Pep kämpfte weiter bis 1959, als er sich aus dem Ring zurückzog; Nach einem kurzen Comeback in den Jahren 1965 bis 1966, in dem er neun von zehn Spielen gewann, zog er sich endgültig zurück. In seiner 230-jährigen Karriere stellte er einen Rekord von 11 Siegen, 1 Niederlagen, 65 Unentschieden und 26 Ausscheidungsspielen auf. Später schrieb er, dass er von der Richtung, die das Boxen in den 1950er Jahren eingeschlagen hatte, enttäuscht war, da die Verlockung von Fernsehspielen die Boxer dazu zwang, ihre Entwicklung voranzutreiben, anstatt in Nachbarschaftsclubs richtig zu trainieren. Mit seiner großen Erfahrung und seinem Reichtum an Anekdoten war Pep jedoch einer der bemerkenswertesten Botschafter des Sports für die breite Öffentlichkeit.
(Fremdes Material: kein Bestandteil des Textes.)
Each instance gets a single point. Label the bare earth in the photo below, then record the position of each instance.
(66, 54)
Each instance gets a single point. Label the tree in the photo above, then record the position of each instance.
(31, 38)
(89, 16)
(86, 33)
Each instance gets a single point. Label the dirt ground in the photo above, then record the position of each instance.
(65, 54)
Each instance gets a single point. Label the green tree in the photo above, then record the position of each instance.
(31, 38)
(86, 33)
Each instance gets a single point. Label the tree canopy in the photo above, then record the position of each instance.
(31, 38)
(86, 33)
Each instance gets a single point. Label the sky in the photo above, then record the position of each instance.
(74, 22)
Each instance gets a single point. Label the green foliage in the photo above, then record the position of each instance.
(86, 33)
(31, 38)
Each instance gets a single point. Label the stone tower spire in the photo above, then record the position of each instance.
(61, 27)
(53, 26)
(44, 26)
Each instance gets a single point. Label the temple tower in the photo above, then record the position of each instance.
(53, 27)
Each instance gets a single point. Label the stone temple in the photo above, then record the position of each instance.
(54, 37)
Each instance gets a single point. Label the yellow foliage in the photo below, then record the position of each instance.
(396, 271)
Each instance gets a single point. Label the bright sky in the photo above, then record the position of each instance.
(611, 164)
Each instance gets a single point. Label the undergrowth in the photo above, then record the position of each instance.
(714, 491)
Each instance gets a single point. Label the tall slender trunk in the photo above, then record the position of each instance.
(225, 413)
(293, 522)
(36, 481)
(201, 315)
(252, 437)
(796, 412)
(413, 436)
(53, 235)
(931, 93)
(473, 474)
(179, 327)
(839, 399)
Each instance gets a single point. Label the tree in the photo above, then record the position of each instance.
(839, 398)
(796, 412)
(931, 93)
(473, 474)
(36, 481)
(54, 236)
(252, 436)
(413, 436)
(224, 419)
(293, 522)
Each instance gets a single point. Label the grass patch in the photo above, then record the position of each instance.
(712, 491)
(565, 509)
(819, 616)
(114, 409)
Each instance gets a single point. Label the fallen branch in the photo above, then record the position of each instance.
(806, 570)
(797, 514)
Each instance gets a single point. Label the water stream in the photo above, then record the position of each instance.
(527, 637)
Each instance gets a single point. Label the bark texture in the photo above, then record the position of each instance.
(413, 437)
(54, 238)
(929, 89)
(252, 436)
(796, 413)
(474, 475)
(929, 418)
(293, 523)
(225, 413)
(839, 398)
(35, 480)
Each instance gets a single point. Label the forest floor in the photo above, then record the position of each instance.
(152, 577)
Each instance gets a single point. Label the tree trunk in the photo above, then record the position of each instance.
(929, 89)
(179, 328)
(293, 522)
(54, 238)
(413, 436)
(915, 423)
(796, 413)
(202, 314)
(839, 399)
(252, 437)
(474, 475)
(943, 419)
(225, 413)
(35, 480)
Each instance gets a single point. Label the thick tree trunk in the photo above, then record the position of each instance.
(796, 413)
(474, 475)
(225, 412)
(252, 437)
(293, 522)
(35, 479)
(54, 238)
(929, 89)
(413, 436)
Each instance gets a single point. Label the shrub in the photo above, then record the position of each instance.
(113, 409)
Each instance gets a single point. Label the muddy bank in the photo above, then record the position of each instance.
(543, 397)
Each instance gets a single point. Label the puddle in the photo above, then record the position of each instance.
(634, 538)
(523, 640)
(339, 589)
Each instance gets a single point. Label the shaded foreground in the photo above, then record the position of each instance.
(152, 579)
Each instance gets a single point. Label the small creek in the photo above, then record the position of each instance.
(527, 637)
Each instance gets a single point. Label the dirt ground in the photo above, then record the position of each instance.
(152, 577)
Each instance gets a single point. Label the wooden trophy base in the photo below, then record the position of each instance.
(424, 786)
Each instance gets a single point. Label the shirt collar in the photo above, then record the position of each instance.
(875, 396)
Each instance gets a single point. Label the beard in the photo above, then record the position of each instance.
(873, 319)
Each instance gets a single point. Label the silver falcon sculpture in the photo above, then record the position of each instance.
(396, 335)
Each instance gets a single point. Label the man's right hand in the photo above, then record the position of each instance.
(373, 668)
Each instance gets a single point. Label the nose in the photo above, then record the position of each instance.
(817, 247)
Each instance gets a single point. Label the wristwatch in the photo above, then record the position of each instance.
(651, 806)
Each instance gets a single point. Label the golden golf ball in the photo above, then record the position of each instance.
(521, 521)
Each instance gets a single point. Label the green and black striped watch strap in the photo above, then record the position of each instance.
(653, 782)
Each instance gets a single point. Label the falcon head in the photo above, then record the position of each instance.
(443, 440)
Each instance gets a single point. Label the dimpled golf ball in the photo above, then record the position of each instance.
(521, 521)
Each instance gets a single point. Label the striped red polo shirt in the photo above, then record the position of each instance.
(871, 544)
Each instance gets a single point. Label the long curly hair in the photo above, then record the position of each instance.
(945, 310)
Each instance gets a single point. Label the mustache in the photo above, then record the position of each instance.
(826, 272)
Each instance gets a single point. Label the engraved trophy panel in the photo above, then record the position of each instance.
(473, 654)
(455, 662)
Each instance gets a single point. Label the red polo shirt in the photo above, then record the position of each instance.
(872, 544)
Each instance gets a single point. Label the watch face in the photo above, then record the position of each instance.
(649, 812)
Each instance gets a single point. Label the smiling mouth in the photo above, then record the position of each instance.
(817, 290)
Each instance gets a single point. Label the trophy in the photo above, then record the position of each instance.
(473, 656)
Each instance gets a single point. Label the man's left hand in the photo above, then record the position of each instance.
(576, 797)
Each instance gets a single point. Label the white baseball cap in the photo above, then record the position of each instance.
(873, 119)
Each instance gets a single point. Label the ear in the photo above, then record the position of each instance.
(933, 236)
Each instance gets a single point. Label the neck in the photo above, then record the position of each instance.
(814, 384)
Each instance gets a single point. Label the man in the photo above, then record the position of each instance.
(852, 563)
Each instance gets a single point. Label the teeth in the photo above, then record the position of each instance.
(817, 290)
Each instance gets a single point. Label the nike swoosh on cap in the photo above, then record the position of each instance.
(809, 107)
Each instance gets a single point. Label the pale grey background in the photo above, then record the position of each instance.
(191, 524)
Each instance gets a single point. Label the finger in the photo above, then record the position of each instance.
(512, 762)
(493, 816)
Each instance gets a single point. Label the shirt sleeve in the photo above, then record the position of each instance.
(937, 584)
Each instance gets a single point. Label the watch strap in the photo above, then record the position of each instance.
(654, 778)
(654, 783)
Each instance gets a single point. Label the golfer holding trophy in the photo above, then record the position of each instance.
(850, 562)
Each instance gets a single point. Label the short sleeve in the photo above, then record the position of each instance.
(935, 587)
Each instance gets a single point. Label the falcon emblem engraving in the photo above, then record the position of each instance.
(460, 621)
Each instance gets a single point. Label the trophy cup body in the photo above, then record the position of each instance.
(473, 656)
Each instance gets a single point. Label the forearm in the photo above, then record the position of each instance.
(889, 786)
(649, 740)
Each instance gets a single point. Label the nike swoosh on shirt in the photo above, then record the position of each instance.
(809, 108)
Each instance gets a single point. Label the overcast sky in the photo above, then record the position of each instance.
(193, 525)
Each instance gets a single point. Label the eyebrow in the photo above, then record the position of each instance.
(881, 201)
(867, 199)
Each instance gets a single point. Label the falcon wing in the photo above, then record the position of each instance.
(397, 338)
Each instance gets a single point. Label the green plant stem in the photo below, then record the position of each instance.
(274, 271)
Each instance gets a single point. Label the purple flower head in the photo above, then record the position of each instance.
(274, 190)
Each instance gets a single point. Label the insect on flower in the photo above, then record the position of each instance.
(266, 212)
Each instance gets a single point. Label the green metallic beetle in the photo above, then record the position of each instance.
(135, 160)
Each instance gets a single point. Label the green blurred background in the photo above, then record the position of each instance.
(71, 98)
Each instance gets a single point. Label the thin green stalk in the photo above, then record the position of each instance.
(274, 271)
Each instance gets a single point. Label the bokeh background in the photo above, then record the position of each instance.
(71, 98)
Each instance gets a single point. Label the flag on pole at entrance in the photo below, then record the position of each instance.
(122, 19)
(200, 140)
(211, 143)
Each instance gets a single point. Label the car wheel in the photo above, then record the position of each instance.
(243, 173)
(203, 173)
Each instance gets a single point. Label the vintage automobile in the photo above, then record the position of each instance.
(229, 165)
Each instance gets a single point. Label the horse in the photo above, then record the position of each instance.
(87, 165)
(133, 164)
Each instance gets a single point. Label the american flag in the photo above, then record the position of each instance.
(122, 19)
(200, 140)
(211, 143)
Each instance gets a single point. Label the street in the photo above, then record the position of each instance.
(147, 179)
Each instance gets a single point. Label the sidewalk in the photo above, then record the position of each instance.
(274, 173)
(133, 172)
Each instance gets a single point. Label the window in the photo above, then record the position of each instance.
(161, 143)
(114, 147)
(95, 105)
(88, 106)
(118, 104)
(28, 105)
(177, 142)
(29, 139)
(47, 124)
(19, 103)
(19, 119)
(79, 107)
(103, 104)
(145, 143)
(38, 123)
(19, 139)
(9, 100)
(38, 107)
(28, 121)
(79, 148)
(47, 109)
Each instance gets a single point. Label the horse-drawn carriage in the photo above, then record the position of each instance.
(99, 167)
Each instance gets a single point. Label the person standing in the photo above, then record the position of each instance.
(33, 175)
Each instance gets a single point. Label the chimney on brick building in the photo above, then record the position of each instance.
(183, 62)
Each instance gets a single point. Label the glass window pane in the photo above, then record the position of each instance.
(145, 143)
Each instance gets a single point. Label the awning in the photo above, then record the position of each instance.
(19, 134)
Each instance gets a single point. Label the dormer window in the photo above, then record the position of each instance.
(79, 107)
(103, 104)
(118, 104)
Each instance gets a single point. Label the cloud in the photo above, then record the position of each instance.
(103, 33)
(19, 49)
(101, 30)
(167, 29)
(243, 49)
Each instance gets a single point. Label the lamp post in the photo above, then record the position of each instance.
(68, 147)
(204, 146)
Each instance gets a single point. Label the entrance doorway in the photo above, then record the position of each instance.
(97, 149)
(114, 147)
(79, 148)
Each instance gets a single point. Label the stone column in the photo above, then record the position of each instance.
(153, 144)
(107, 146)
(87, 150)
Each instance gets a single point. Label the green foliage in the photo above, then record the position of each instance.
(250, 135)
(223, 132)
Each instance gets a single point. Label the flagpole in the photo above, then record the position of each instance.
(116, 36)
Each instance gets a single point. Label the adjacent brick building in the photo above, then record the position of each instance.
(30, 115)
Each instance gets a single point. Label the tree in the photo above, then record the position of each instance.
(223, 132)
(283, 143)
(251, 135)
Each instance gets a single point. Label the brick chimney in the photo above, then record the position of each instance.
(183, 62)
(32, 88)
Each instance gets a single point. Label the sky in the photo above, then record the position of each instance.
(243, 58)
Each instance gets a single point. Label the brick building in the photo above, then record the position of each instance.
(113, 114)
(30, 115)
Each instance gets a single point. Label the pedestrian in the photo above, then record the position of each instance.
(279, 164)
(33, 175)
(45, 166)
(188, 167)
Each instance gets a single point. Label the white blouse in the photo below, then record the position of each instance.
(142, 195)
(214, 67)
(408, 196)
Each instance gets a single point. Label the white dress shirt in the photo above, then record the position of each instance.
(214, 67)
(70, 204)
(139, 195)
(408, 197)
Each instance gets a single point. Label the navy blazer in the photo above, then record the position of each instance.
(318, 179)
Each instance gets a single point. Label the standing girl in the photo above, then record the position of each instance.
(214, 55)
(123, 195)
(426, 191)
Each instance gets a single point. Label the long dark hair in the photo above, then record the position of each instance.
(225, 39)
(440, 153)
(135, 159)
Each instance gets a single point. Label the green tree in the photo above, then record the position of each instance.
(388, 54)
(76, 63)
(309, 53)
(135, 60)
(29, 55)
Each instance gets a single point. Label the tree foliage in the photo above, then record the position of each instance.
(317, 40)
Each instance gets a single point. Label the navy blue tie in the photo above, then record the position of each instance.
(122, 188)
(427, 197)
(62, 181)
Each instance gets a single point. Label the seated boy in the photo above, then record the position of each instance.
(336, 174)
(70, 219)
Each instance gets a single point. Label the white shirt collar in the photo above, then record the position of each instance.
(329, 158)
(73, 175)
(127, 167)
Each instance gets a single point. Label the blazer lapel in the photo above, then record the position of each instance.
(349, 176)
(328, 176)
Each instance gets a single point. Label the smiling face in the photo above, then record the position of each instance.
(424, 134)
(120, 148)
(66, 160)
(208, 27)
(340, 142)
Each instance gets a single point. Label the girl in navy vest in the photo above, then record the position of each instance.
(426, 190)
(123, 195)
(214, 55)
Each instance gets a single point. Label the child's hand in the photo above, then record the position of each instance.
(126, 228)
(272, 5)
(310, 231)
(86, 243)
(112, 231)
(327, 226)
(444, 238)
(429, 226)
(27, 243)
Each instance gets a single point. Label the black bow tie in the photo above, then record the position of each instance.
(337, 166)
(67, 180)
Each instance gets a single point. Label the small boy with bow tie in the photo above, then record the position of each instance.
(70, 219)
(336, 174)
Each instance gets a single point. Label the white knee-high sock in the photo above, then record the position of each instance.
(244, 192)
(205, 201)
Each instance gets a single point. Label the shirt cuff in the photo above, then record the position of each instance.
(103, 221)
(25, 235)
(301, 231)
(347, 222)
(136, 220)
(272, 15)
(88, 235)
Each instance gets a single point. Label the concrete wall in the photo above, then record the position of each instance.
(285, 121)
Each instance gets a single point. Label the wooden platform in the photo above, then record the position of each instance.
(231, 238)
Er wurde 1990 in die International Boxing Hall of Fame gewählt.

Nachdem seine sportliche Karriere zu Ende ging, sicherte sich Pep einen Job an der Abendkasse der Athletic Division des Bundesstaates Connecticut, eine Position, die er fast zwanzig Jahre lang innehatte. Obwohl die meisten seiner Boxeinnahmen längst weg waren, genoss er einen bescheiden komfortablen Ruhestand mit einer kleinen staatlichen Rente, die er durch persönliche Auftritte als populärer Redner über die Geschichte seines Sports ergänzte.

Peps Anekdote Willie Pep erinnert sich… Freitag ' s Helden (1973), geschrieben mit Robert Sacchi, erzählt viele Geschichten von Boxern in den 1940er und 1950er Jahren. Ein Interview mit Pep war in Peter Heller enthalten, In dieser Ecke!: Zweiundvierzig Weltmeister erzählen ihre Geschichten, 2nd ed. (1994). Profile von Pep während seiner Pensionierung erscheinen in Sports Illustrated (16. Juli 1990) und der Boston Globe (26. Oktober 1999). John T. Kavanaugh veröffentlichte eine kurze Erinnerung an Pep in Yankee (August 1991). Ein vollständiger Bericht über Peps Rekord als professioneller Kämpfer ist in Das Boxregister: International Hall of Fame Offizielles Rekordbuch, 2nd ed. (1999).